There was an inverse correlation between LTPA and HbA1c in all women (r = −0.12, P = 0.007) and in women without complications (r = −0.14, P = 0.008). In the bottom 50th percentile of LTPA (<20.5 MET h/week), the correlation was stronger in all women (r = −0.20, P = 0.001) and in women without complications (r = −0.18, P = 0.016); in the upper 50th percentile, no correlation was found. No correlation between LTPA and HbA1c was found in men (r = −0.03, P = 0.592). Dissecting LTPA into components of mean intensity, frequency, and single-session duration, women with LTPA of low intensity and frequency had greater HbA1c than women with corresponding higher intensity and frequency (Table 3).

Proportions of sedentary versus other patients having poor glycemic control (HbA1c >8.5%) were 55% vs. 39% (P = 0.002) in all women and 49% vs. 35% (P = 0.031) in women without complications. In men, corresponding proportions were 44% vs. 38% (P = 0.238) and 42% vs. 36% (P = 0.319), respectively.

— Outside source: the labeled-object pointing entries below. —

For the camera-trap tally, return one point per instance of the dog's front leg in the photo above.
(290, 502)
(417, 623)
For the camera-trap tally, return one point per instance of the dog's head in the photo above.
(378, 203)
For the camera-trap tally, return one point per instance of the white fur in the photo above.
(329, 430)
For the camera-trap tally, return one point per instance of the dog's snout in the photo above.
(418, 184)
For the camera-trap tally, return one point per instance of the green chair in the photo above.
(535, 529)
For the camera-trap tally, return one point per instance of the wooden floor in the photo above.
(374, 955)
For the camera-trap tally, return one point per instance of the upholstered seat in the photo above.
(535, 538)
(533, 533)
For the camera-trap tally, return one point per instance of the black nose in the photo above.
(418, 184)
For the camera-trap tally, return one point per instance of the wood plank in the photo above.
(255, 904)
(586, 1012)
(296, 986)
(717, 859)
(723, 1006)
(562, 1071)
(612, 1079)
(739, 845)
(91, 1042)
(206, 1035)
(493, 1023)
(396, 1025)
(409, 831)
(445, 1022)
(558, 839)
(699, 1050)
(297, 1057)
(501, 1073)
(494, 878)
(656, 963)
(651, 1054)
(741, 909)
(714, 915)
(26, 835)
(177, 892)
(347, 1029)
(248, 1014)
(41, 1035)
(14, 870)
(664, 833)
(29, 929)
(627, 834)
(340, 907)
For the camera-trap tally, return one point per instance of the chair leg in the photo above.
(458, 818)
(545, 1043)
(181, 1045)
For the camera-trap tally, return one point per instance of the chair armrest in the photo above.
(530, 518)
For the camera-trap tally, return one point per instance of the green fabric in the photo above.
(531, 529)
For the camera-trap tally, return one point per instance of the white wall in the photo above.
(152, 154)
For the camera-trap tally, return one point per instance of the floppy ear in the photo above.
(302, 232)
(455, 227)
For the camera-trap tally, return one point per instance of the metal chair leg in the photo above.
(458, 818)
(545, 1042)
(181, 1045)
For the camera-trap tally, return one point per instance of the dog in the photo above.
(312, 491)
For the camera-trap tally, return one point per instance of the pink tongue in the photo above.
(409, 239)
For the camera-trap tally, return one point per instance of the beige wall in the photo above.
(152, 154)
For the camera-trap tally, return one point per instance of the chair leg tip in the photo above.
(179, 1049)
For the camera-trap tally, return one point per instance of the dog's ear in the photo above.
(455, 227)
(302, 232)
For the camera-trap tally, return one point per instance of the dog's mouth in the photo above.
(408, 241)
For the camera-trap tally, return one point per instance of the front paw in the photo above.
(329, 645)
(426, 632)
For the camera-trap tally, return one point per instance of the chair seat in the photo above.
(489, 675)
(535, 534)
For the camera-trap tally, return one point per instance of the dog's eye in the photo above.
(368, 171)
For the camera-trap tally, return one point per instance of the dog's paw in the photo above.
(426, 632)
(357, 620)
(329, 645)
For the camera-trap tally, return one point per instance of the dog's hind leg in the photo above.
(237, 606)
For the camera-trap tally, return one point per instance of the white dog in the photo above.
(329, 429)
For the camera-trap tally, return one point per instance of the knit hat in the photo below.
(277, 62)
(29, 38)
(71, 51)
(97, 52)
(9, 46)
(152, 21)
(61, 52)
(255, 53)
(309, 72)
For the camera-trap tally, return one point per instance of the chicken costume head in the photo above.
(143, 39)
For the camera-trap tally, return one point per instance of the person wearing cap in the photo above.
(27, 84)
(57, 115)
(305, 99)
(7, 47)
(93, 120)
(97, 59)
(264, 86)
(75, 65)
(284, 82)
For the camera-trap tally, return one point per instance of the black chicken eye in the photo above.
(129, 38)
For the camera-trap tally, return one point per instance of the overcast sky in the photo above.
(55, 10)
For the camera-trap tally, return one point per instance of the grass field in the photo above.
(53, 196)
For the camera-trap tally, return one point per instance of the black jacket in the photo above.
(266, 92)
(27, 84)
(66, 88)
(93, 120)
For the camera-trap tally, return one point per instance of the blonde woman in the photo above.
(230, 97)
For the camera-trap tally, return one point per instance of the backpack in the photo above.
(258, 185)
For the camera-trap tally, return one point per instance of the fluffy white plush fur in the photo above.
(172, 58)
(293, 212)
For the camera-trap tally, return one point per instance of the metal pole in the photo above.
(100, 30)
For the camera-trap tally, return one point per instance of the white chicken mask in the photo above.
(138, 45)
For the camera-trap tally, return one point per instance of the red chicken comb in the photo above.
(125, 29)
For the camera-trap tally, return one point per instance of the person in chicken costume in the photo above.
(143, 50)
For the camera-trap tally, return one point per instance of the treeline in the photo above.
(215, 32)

The daily dose of insulin correlated with LTPA in all men (r = −0.12, P = 0.010) and in men without complications (r = −0.13, P = 0.034). Active men had a lower insulin dose than sedentary men (Table 2). In all women, but not in women without complications, the insulin dose correlated with LTPA: r = −0.13 (P = 0.034) vs. r = −0.10 (P = 0.060).

Sedentary vs. moderately active vs. active patients had eGDR [median (interquartile range)] of 5.5 (4.0–8.2) vs. 6.8 (4.7–8.8) vs. 6.7 (4.6–8.6) mg · kg–1 · min–1 (P < 0.01 sedentary vs. moderately active or active) in all patients and 7.1 (4.6–8.5) vs. 7.8 (5.6–9.0) vs. 7.9 (5.9–9.2) mg · kg–1 · min–1 (P < 0.01 sedentary vs. moderately active or active) in patients without complications. Correlations between eGDR and LTPA were r = 0.10 (P = 0.001) in all patients and r = 0.12 (P = 0.003) in patients without complications. No major sex differences were apparent (Table 2).

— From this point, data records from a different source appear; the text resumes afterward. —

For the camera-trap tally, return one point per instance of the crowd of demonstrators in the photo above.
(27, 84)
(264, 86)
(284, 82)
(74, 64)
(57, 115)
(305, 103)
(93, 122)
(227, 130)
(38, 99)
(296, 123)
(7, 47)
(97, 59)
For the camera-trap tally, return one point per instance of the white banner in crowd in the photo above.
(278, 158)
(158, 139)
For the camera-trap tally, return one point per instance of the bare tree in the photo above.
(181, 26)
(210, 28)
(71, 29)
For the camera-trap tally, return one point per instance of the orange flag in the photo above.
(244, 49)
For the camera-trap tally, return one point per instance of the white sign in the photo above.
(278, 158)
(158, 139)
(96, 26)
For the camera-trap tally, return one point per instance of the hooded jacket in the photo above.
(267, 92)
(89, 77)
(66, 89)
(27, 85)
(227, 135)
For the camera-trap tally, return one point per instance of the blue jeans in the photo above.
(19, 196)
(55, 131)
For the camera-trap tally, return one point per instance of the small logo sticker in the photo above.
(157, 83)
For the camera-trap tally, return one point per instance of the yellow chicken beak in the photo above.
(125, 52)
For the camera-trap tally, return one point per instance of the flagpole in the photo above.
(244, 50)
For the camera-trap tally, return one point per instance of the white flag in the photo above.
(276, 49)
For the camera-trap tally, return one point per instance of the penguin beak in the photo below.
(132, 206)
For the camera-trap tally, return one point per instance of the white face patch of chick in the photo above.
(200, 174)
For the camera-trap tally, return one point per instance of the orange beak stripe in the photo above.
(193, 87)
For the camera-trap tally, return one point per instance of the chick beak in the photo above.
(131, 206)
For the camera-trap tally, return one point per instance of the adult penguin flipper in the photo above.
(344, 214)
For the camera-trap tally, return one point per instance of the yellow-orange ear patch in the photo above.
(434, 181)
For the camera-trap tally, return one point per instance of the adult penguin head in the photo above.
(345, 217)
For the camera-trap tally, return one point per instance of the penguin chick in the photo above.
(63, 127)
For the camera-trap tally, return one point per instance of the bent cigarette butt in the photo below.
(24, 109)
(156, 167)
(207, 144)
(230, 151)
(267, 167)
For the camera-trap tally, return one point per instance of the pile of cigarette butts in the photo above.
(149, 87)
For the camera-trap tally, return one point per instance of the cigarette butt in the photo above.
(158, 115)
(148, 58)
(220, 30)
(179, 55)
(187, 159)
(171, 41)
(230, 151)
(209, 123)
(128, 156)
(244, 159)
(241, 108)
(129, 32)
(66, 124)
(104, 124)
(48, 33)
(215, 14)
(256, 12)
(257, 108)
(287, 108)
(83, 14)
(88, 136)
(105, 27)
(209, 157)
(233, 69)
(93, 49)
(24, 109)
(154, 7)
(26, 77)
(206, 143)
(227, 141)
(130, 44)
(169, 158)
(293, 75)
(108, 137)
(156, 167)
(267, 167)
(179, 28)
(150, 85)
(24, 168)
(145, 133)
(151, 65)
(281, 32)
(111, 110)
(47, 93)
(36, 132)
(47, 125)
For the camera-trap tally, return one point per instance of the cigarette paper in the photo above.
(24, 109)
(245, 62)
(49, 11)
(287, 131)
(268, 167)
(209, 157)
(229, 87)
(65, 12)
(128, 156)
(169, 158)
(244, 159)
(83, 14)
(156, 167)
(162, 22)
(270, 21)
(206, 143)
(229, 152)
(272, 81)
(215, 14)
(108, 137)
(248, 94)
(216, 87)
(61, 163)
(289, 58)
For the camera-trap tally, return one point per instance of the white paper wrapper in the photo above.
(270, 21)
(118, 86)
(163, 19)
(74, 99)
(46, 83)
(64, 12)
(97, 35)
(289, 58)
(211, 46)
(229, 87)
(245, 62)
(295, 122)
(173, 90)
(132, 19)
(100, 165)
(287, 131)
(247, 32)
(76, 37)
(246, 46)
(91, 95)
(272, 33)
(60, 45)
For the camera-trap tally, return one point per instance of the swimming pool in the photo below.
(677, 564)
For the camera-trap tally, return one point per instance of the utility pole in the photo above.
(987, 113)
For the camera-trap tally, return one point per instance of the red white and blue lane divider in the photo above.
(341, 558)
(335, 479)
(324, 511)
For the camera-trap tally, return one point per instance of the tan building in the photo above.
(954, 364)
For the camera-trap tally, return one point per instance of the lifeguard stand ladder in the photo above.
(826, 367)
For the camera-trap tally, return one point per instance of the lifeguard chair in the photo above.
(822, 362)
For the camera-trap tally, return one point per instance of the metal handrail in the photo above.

In patients without complications, women with previous or present participation vs. nonparticipation in competitive sports had present HbA1c of 8.1 ± 1.1% vs. 8.4 ± 1.4% (P = 0.020), whereas in men the corresponding values were 8.3 ± 1.5% vs. 8.1 ± 1.2% (P = 0.188). Frequency of LTPA in adolescence was not associated with present HbA1c (data not shown). The change in LTPA during the last 10 years was also associated with HbA1c. Women reporting a decline in LTPA had higher HbA1c values than those reporting an increase in LTPA (Fig. 1), a result found statistically significant in all women but not in women without complications. For men, no association between changes in LTPA and HbA1c was found (data not shown).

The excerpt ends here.